Martineau Society member, David Hamilton, writes:
I recently came across an anomaly in Harriet Martineau’s Biographical Sketches (1876 edition). As part of her journalistic endeavours, Harriet wrote a series of ‘autobiographical fragments’ or obituaries for the Daily News. Her fifty sketches were obituaries of notable nineteenth century figures and included Frances Beaufort. I had known of Beaufort as the originator of the ‘Beaufort Scale’ who had regained my attention in a recent volume on the history of meteorology (Peter Moore, The Weather Experiment: the Pioneers who sought to See the Future, London: Vintage, 2015, pp. 88 & 133). Moore repeatedly turns to Beaufort’s life history, noting his connection, for instance, with Charles Darwin and Robert Fitzroy (captain of Darwin’s Beagle). My recollection of Beaufort is different since he is also remembered as the creator of the Beaufort Scale running from 0 (calm) to 12 (hurricane), a measure based on visual and subjective observation of voyaging sailors. It is still reported in weather forecasts.

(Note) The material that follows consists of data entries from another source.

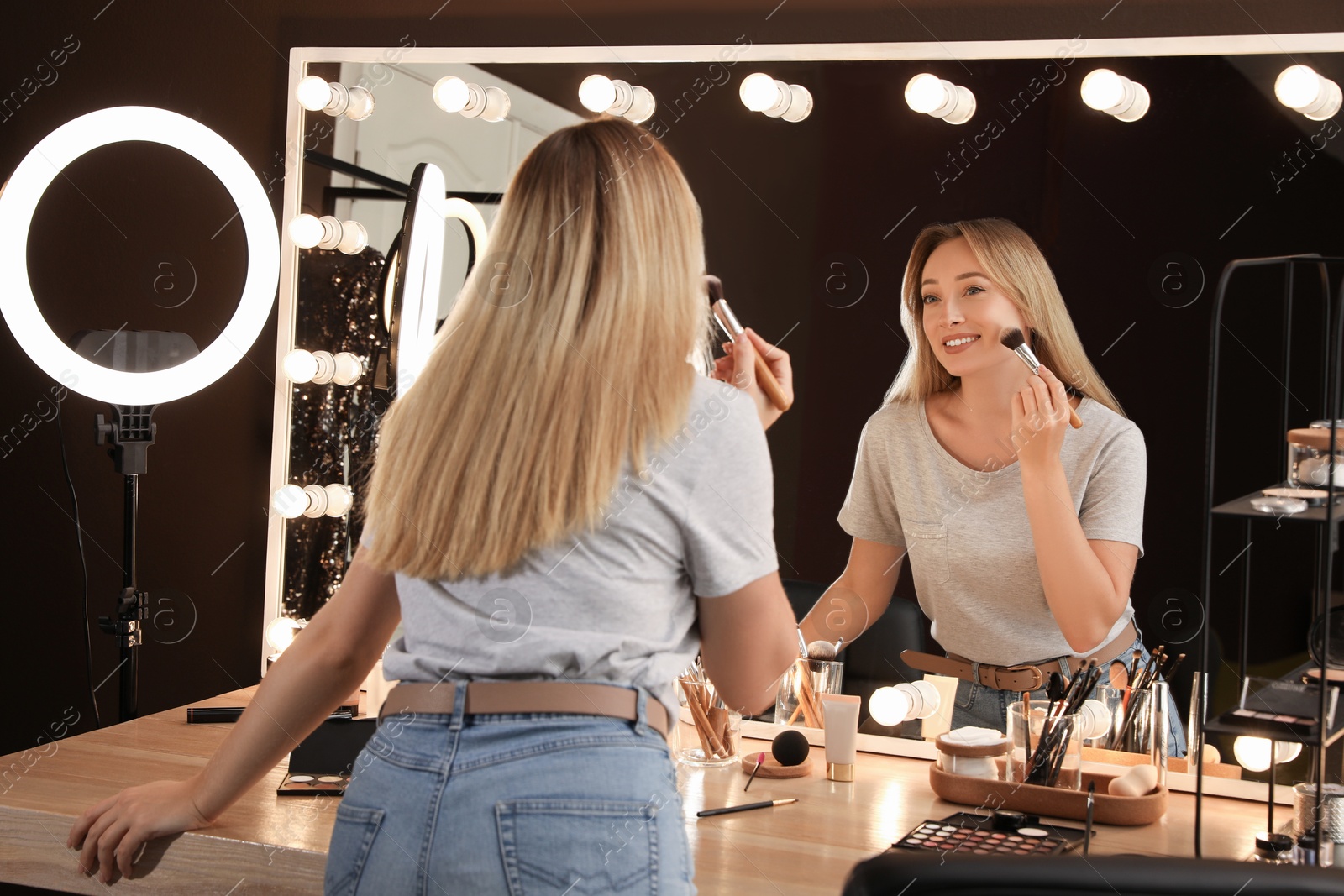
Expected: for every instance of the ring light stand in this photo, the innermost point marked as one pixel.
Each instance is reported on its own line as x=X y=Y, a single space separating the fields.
x=151 y=378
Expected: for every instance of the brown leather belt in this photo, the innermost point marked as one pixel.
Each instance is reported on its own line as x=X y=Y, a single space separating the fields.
x=1025 y=676
x=488 y=698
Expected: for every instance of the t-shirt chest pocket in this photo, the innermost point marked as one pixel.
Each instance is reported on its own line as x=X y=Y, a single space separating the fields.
x=927 y=547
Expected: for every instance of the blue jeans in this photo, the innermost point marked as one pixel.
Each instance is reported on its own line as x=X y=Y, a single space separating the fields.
x=988 y=707
x=511 y=804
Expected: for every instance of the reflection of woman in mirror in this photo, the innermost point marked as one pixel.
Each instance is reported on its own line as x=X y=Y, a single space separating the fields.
x=1021 y=531
x=548 y=519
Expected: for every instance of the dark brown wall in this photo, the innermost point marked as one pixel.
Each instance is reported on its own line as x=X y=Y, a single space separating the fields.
x=105 y=231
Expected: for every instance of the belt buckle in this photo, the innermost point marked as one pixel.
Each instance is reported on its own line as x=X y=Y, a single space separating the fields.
x=1037 y=676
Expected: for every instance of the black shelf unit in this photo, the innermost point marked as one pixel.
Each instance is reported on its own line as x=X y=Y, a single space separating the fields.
x=1326 y=519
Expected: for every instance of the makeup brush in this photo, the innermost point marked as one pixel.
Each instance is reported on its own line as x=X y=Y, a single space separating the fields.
x=736 y=332
x=1016 y=343
x=759 y=761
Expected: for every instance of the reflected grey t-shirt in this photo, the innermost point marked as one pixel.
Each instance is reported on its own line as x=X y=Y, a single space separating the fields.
x=967 y=532
x=615 y=604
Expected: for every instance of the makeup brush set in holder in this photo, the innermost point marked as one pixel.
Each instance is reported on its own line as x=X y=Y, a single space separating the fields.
x=1042 y=772
x=717 y=727
x=1137 y=705
x=813 y=673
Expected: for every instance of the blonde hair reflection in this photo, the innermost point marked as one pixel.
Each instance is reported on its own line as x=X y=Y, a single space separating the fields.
x=564 y=354
x=1011 y=259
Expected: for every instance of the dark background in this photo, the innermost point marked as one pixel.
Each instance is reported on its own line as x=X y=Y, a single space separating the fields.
x=105 y=230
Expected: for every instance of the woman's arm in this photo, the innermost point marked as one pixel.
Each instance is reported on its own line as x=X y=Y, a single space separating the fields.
x=859 y=597
x=324 y=664
x=748 y=642
x=1086 y=582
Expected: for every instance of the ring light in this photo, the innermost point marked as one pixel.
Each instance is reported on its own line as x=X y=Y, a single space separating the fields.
x=19 y=201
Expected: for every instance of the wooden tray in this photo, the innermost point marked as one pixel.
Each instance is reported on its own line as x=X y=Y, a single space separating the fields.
x=1055 y=802
x=772 y=768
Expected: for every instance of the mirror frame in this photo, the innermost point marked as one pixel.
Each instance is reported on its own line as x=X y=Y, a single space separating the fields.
x=933 y=51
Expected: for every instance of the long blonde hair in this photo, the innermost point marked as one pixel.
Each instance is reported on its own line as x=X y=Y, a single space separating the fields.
x=1014 y=262
x=515 y=432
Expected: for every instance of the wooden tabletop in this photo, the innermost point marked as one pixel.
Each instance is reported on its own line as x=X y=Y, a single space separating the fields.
x=265 y=844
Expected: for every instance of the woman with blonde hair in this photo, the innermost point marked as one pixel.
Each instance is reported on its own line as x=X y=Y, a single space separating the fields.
x=562 y=515
x=1021 y=531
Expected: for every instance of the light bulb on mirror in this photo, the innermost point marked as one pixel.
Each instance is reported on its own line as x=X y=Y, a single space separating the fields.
x=1253 y=754
x=318 y=94
x=889 y=707
x=600 y=93
x=774 y=98
x=925 y=93
x=313 y=501
x=313 y=93
x=1115 y=94
x=343 y=369
x=309 y=231
x=452 y=94
x=940 y=98
x=597 y=93
x=281 y=631
x=902 y=703
x=1303 y=89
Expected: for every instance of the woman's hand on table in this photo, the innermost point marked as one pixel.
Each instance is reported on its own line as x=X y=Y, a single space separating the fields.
x=1042 y=410
x=738 y=369
x=113 y=832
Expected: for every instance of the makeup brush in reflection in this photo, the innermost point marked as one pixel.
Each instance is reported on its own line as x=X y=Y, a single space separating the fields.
x=1016 y=343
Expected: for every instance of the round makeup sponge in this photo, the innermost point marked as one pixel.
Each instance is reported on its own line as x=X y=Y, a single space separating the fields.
x=790 y=748
x=1139 y=781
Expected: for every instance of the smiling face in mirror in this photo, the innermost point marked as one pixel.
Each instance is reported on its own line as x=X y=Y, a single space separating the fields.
x=964 y=312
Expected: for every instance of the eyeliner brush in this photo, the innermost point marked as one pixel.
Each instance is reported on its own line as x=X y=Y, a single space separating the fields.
x=1016 y=343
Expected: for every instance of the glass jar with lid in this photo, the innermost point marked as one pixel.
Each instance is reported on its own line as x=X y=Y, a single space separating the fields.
x=1310 y=463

Irish-born Francis Beaufort (1794-1857) was descended from French Protestant Huguenots. He started life as a seaman who kept detailed nautical charts prompted perhaps by the fact that aged 15, he had been shipwrecked due, he claimed, to a faulty chart. While convalescing, Beaufort’s helped his brother-in-law (Richard Edgeworth) to erect a semaphore line between Dublin and Galway.
Having returned to a naval life, Beaufort became a fellow of the Royal Astronomical Society in 1829 and, in the same year, was appointed the British Admiralty Hydrographer to the Navy. For this period of Beaufort’s life, Moore relies on Martineau’s obituary. Beaufort is recalled by Harriet, for transforming a forgotten map depot, a location that was ‘small cheerless, out of the way, altogether unfit and inadequate’, into what Moore characterises as ‘a hotbed of ideas and enterprise (p. 88). As Harriet noted in her Sketch, Beaufort was not only a ‘priceless treasure to his country’ but also a ‘benefactor to the world’. Indeed, On 28th December 1838, thirty-two years after it was first jotted down, the Admiralty officially adopted the Beaufort Scale for naval use.
Yet curiously, Harriet’s 18-page biography of Rear-Admiral Sr Francis Beaufort makes no mention of the Beaufort scale. Why?